Leading-edge infrastructure renovation is driven by innovations in materials processing to optimize desired properties. The immediate challenge for the metal industry is the development of effective and efficient materials quality-control practices. At present, mechanical and sheet forming properties are assessed using standard tensile tests to measure yield and ultimate tensile strengths, as well as the total elongation to failure. The resulting stress-strain data is used as a “pass-fail” test to ensure that the product meets industry specifications. We report a new method of constitutive relation analyses (CRA) that can extract fundamental information regarding the underlying crystalline mechanisms of deformation and failure from standard stress-strain data. The CRA method is applied to industrial extrusion product made from AA6063 aluminum alloy to demonstrate how this type of forensic examination can be used to direct changes to thermo-mechanical processing to optimize desired material properties. The CRA prediction of point-defect generation and nano-void formation leading to ductile failure during plastic flow was validated by small angle X-ray scattering (SAXS) studies.

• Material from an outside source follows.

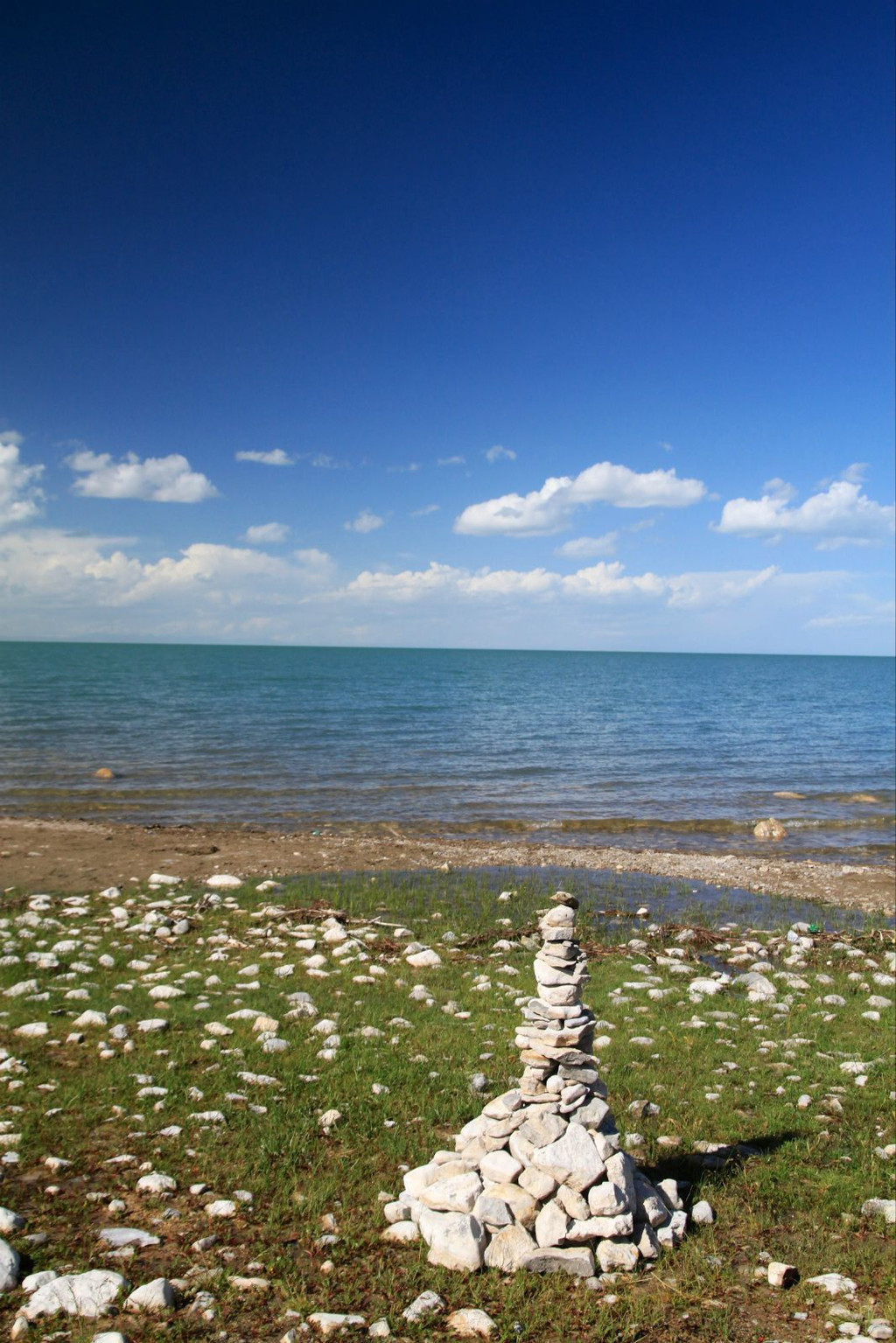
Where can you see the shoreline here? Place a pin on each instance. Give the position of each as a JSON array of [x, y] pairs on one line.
[[80, 855]]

领先的基础设施翻新是由材料加工创新推动的，以优化所需的性能。金属行业面临的直接挑战是发展有效的材料质量控制方法。目前，使用标准拉伸试验评估机械性能和片材成形性能，以测量屈服强度和极限拉伸强度，以及总断裂伸长率。所得的应力-应变数据用作“通过-失败”测试，以确保产品符合行业规范。我们报告了一种本构关系分析（CRA）的新方法，该方法可以从标准应力应变数据中提取有关变形和破坏的潜在晶体机制的基本信息。CRA方法应用于由AA6063铝合金制成的工业挤压产品，以演示如何将这种类型的法医检查用于指导对热机械加工的更改，以优化所需的材料性能。通过小角度X射线散射（SAXS）研究验证了CRA预测的点缺陷产生和纳米空隙形成会导致塑性流动期间的延性破坏的CRA预测。